14. The method of claim 11, wherein the first, second and third radiations are all generated using a single electron accelerator capable of producing an electron beam at three different energy levels.
15. The method of claim 14, wherein the radiations are generated using a compact multi-energy electron accelerator comprising a race-track microtron having a maximum electron energy of 10 MeV.
16. The method of claim 15, wherein the radiations are generated by a microtron that comprises an electron gun which creates an electron beam, a linear accelerator through which the beam is accelerated, and a pair of end magnets which deflect the beam back through the linear accelerator several times.
FIELD OF INVENTION
The present invention relates to a cargo inspection system, and more particularly to a cargo inspection system using an electron accelerator with enhanced capabilities to recognize the elemental content of a cargo container.
BACKGROUND OF THE INVENTION
Due to the increasing attention to terrorist activities, there has been increased interest in providing more effective and more efficient systems for inspecting cargo at points of entry and to identify contraband, particularly explosive and fissionable material.

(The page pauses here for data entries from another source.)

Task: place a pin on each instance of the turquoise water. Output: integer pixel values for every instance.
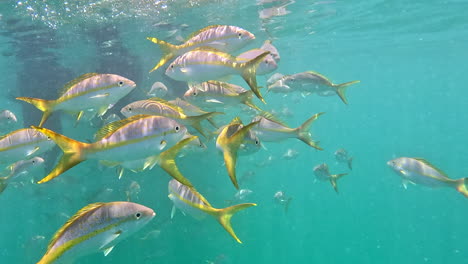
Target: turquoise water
(411, 61)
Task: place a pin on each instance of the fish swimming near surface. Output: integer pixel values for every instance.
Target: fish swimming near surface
(322, 173)
(205, 64)
(270, 129)
(229, 141)
(219, 94)
(134, 138)
(23, 144)
(96, 227)
(222, 37)
(91, 92)
(193, 203)
(20, 168)
(420, 171)
(341, 155)
(310, 82)
(160, 107)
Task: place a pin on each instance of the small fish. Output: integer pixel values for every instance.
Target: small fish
(290, 154)
(268, 64)
(204, 64)
(96, 227)
(271, 129)
(90, 91)
(134, 138)
(341, 155)
(310, 82)
(7, 120)
(160, 107)
(229, 142)
(219, 94)
(323, 174)
(420, 171)
(191, 202)
(158, 90)
(221, 37)
(282, 199)
(23, 144)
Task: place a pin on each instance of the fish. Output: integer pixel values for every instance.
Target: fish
(90, 91)
(282, 199)
(136, 137)
(7, 120)
(219, 94)
(229, 142)
(268, 64)
(193, 203)
(96, 227)
(322, 173)
(205, 64)
(222, 37)
(158, 89)
(161, 107)
(341, 155)
(310, 82)
(420, 171)
(23, 144)
(271, 129)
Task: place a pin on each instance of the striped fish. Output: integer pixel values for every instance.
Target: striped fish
(133, 138)
(219, 94)
(23, 144)
(96, 227)
(91, 92)
(204, 64)
(191, 202)
(221, 37)
(160, 107)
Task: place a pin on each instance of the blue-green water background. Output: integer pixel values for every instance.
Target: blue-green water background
(410, 56)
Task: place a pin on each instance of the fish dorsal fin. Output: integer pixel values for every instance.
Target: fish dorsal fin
(75, 81)
(273, 118)
(112, 127)
(79, 214)
(200, 31)
(432, 166)
(171, 105)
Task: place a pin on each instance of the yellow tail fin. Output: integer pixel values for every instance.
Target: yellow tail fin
(167, 49)
(334, 178)
(249, 71)
(73, 153)
(341, 90)
(462, 186)
(195, 121)
(46, 106)
(303, 132)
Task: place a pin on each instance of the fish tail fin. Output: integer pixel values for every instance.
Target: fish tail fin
(167, 49)
(195, 121)
(334, 180)
(462, 186)
(73, 152)
(350, 163)
(46, 106)
(230, 151)
(341, 90)
(166, 161)
(303, 132)
(224, 217)
(249, 71)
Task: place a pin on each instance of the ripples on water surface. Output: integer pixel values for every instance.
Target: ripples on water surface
(409, 55)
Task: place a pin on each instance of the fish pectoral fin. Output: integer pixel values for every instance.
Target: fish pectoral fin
(32, 151)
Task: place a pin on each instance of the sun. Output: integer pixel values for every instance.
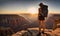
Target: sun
(32, 10)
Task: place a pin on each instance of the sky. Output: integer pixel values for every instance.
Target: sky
(27, 6)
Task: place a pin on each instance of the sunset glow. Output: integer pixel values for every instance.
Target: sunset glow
(32, 10)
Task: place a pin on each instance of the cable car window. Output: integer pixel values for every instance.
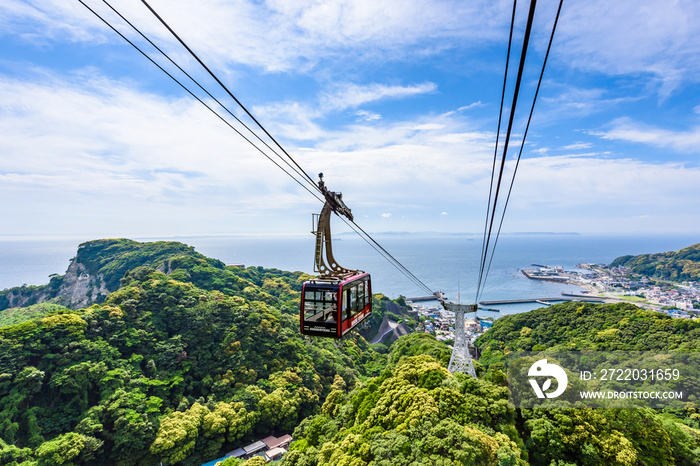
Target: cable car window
(320, 305)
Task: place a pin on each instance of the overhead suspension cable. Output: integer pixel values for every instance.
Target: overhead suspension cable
(493, 206)
(299, 171)
(522, 143)
(484, 244)
(223, 86)
(296, 169)
(199, 100)
(194, 55)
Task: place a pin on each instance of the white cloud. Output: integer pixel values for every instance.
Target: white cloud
(626, 129)
(368, 116)
(577, 146)
(279, 35)
(353, 95)
(655, 38)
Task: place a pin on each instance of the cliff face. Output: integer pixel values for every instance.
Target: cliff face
(81, 289)
(95, 272)
(76, 289)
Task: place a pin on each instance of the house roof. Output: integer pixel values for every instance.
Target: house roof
(237, 453)
(254, 447)
(273, 442)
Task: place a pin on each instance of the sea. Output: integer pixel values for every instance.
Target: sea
(449, 263)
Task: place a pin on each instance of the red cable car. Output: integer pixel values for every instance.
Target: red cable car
(333, 307)
(339, 299)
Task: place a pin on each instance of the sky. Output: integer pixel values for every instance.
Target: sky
(396, 102)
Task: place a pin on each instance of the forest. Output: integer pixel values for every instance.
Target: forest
(186, 358)
(683, 265)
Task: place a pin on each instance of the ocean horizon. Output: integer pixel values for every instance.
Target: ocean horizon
(443, 261)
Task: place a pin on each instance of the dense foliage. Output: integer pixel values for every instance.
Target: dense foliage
(598, 436)
(683, 265)
(415, 413)
(586, 326)
(188, 358)
(174, 368)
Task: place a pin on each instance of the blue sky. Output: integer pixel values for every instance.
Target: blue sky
(396, 102)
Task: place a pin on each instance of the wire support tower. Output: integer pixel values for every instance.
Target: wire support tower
(461, 359)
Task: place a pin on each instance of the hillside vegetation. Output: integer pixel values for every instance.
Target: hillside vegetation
(683, 265)
(173, 367)
(189, 358)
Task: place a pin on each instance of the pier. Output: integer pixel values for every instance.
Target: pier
(547, 301)
(438, 295)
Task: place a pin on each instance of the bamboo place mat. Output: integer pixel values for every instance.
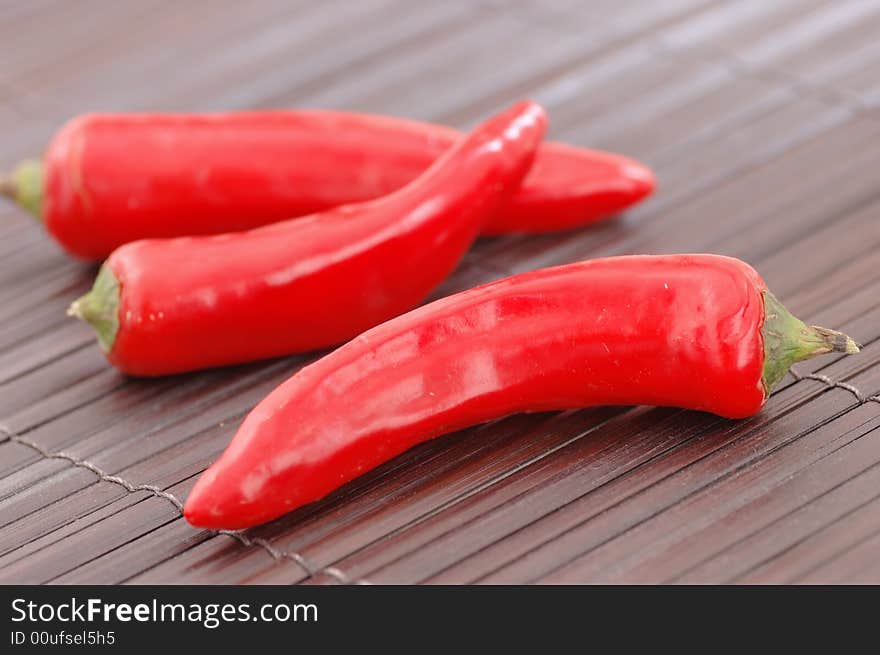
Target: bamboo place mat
(761, 120)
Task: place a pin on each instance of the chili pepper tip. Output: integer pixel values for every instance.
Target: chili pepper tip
(25, 186)
(100, 307)
(788, 340)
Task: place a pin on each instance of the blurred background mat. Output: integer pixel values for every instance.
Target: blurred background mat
(761, 120)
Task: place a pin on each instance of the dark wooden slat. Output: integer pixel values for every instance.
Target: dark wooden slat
(757, 118)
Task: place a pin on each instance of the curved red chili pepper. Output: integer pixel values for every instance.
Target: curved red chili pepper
(114, 178)
(692, 331)
(166, 306)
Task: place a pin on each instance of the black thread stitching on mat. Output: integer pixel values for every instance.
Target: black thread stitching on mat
(309, 567)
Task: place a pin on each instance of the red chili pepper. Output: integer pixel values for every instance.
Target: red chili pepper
(172, 305)
(693, 331)
(110, 179)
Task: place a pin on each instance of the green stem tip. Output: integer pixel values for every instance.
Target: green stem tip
(100, 308)
(787, 340)
(25, 186)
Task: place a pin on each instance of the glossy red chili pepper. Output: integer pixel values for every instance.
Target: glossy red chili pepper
(110, 179)
(172, 305)
(693, 331)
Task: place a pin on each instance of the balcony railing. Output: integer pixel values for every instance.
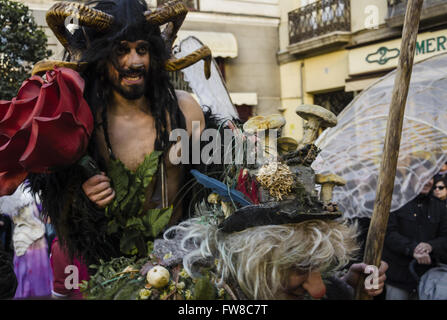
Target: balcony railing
(319, 18)
(193, 5)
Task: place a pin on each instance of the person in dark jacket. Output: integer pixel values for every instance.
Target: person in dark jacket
(417, 231)
(8, 279)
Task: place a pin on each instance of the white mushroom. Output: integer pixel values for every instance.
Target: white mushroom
(317, 117)
(158, 277)
(259, 124)
(328, 182)
(287, 144)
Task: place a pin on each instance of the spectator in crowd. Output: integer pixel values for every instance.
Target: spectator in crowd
(6, 234)
(417, 231)
(440, 188)
(31, 262)
(8, 279)
(443, 172)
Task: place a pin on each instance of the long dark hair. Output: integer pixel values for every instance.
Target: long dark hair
(129, 24)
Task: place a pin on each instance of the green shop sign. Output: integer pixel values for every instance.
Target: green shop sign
(423, 47)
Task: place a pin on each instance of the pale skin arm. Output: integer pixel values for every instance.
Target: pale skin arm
(98, 188)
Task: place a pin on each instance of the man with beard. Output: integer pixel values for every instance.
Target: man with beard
(417, 231)
(135, 107)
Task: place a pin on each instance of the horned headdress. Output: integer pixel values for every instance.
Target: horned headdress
(172, 14)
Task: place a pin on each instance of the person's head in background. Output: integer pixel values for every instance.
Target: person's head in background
(427, 187)
(443, 168)
(440, 188)
(8, 279)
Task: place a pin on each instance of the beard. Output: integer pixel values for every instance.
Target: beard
(130, 92)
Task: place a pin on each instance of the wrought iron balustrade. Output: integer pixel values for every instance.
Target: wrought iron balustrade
(193, 5)
(319, 18)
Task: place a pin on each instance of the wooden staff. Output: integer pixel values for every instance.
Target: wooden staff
(384, 193)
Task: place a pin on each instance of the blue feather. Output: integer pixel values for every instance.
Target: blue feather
(220, 188)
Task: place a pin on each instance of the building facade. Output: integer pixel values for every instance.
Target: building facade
(331, 50)
(243, 36)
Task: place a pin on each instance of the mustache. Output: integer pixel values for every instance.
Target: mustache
(132, 72)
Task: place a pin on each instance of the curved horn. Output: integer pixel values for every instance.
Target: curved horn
(57, 15)
(204, 53)
(172, 11)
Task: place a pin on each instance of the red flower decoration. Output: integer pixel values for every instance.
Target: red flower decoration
(48, 125)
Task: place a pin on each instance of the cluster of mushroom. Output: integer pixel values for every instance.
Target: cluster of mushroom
(280, 181)
(277, 179)
(319, 118)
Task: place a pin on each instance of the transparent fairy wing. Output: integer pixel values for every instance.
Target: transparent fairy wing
(211, 93)
(353, 149)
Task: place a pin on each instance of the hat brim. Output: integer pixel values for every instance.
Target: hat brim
(270, 214)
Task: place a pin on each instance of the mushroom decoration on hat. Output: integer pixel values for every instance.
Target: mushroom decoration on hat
(328, 182)
(317, 117)
(286, 145)
(261, 126)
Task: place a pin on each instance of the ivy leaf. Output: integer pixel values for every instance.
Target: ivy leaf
(148, 168)
(156, 220)
(135, 223)
(119, 175)
(112, 226)
(127, 243)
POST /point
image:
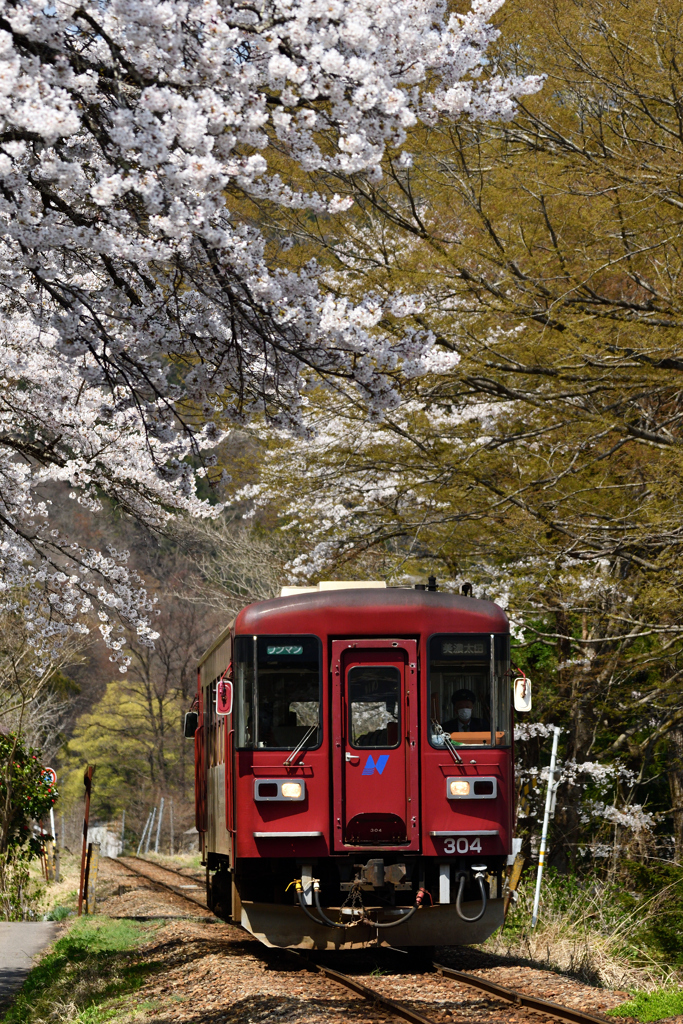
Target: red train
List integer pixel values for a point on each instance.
(354, 767)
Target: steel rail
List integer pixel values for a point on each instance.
(156, 882)
(532, 1003)
(511, 995)
(397, 1009)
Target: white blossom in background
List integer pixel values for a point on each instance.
(139, 306)
(600, 777)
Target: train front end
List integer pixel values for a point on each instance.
(360, 788)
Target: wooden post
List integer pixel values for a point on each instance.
(91, 877)
(513, 882)
(87, 781)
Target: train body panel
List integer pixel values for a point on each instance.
(348, 768)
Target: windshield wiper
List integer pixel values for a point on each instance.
(447, 742)
(302, 743)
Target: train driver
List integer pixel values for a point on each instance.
(464, 721)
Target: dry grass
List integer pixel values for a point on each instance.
(587, 933)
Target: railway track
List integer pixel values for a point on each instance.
(393, 1008)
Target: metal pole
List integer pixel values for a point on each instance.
(161, 811)
(171, 822)
(152, 824)
(87, 781)
(144, 832)
(546, 820)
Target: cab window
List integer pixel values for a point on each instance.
(278, 692)
(469, 696)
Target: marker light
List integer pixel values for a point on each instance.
(460, 787)
(292, 791)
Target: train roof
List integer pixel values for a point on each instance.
(365, 611)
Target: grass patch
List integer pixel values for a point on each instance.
(654, 1006)
(85, 975)
(599, 931)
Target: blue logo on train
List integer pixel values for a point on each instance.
(373, 766)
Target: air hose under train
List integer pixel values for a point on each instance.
(478, 870)
(363, 920)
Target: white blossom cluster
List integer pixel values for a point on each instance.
(140, 304)
(601, 777)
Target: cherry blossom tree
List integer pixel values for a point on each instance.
(142, 307)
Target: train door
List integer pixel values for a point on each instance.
(375, 722)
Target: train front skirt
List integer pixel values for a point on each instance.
(287, 926)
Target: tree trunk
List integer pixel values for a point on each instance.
(676, 785)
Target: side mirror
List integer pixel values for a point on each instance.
(521, 687)
(223, 696)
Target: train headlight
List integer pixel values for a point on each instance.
(474, 787)
(460, 787)
(292, 791)
(278, 788)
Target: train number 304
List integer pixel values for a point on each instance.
(462, 845)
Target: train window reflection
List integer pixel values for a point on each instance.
(279, 705)
(374, 701)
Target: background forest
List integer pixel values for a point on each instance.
(537, 454)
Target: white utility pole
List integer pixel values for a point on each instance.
(550, 804)
(161, 811)
(144, 832)
(152, 824)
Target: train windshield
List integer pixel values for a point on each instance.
(278, 699)
(469, 691)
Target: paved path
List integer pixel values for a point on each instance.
(19, 942)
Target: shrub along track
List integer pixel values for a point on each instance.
(440, 994)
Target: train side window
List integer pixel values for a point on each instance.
(278, 692)
(374, 704)
(464, 690)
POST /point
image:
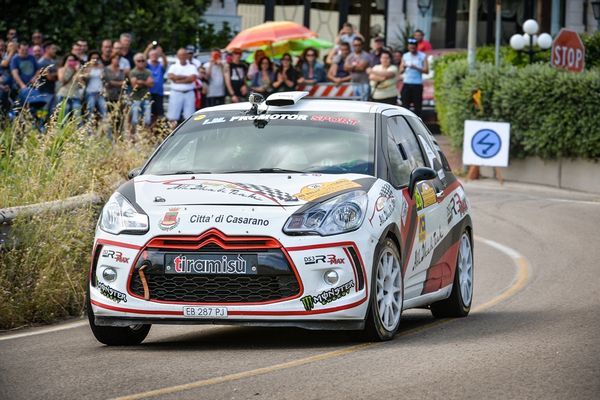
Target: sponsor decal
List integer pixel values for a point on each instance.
(329, 258)
(404, 212)
(111, 293)
(316, 190)
(255, 192)
(230, 219)
(335, 120)
(423, 250)
(170, 220)
(224, 265)
(115, 255)
(427, 194)
(456, 206)
(422, 228)
(384, 205)
(327, 296)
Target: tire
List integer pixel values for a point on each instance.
(458, 304)
(116, 335)
(387, 294)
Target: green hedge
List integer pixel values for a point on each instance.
(552, 113)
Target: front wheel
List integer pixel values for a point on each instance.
(385, 306)
(459, 302)
(117, 335)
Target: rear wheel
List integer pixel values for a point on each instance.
(459, 302)
(385, 306)
(117, 335)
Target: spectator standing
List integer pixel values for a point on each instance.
(311, 69)
(49, 74)
(70, 89)
(11, 36)
(414, 65)
(383, 78)
(337, 74)
(36, 40)
(263, 79)
(253, 69)
(124, 63)
(216, 71)
(286, 76)
(106, 52)
(94, 78)
(357, 63)
(114, 82)
(422, 44)
(126, 51)
(141, 81)
(181, 99)
(157, 64)
(235, 81)
(23, 67)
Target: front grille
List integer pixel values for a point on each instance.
(216, 289)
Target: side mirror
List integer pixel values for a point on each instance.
(418, 175)
(133, 173)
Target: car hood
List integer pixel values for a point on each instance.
(244, 189)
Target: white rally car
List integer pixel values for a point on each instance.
(321, 214)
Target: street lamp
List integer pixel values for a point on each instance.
(530, 39)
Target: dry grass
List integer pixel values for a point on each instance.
(43, 271)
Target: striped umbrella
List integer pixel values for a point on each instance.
(268, 33)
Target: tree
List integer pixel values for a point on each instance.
(172, 23)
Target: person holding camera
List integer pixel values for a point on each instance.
(157, 64)
(216, 71)
(93, 75)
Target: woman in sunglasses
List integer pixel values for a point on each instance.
(310, 68)
(286, 75)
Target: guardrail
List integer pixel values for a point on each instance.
(8, 215)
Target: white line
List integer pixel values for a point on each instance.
(62, 327)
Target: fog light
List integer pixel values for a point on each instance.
(331, 277)
(109, 274)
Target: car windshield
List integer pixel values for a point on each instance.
(230, 142)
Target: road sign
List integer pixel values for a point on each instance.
(486, 143)
(568, 51)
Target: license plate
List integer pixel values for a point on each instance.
(211, 264)
(205, 312)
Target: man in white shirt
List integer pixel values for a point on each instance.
(181, 99)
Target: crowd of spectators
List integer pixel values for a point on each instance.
(95, 82)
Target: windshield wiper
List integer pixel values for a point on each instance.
(266, 171)
(186, 172)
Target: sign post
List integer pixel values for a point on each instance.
(486, 144)
(568, 51)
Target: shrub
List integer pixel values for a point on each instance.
(552, 113)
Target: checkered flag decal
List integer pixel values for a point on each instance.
(386, 191)
(270, 192)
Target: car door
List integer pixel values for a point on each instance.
(420, 213)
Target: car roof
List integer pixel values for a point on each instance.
(307, 104)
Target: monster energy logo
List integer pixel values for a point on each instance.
(327, 296)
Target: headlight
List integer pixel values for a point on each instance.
(119, 216)
(341, 214)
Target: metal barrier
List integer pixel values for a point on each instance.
(330, 91)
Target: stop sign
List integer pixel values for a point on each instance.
(568, 51)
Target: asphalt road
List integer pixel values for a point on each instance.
(534, 331)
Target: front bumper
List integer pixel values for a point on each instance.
(318, 305)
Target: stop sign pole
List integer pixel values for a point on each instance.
(568, 51)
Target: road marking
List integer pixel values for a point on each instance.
(519, 283)
(62, 327)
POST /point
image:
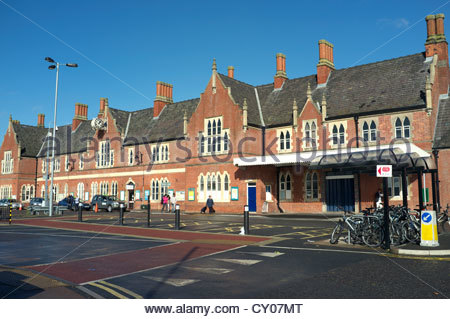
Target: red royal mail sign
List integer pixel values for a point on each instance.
(384, 170)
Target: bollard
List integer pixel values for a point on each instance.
(122, 206)
(80, 213)
(177, 217)
(246, 221)
(148, 211)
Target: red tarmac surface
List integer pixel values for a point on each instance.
(186, 246)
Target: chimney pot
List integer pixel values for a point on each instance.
(231, 72)
(41, 120)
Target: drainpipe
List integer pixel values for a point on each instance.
(356, 119)
(263, 133)
(278, 191)
(438, 196)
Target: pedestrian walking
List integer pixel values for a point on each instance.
(210, 204)
(173, 202)
(77, 203)
(165, 203)
(378, 199)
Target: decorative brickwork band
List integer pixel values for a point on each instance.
(281, 75)
(325, 65)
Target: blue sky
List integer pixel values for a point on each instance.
(124, 47)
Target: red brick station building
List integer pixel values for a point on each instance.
(308, 144)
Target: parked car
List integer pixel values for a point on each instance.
(108, 203)
(6, 202)
(36, 202)
(67, 202)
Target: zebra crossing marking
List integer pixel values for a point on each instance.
(214, 271)
(246, 262)
(173, 281)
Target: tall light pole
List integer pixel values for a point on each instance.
(51, 67)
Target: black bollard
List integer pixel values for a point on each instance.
(177, 217)
(246, 221)
(148, 211)
(122, 207)
(80, 213)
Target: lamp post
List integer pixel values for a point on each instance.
(55, 65)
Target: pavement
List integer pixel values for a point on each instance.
(63, 280)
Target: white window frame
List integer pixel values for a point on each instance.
(7, 163)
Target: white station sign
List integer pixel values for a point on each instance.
(384, 170)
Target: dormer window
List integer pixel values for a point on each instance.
(217, 138)
(284, 140)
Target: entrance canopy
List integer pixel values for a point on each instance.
(398, 155)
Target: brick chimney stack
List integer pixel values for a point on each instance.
(231, 72)
(326, 64)
(41, 120)
(280, 76)
(437, 44)
(164, 93)
(80, 115)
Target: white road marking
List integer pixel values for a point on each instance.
(246, 262)
(263, 254)
(214, 271)
(173, 281)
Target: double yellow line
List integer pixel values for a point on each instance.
(106, 286)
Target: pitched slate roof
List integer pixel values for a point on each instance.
(241, 90)
(442, 133)
(68, 142)
(168, 126)
(30, 138)
(384, 86)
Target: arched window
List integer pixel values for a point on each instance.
(365, 132)
(373, 131)
(288, 187)
(406, 128)
(335, 140)
(130, 157)
(202, 144)
(282, 187)
(313, 134)
(312, 186)
(24, 189)
(341, 134)
(398, 128)
(307, 133)
(226, 183)
(288, 140)
(225, 142)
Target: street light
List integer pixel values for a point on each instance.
(55, 65)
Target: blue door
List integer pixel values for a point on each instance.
(340, 194)
(251, 197)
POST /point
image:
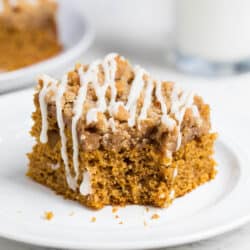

While the smuggling of contraband onto planes in carry-on bags and in luggage has been a well-known, on-going concern, a less publicized but also serious threat is the smuggling of contraband across borders and by boat in large cargo containers.
The development of systems for large container content control has gone in two different directions.
1. The first direction is a follow-on to X-ray machines, with high-energy (2.5 to 9 MeV) radio frequency (RF) electron linear accelerators (linac) generating bremsstrahlung radiation.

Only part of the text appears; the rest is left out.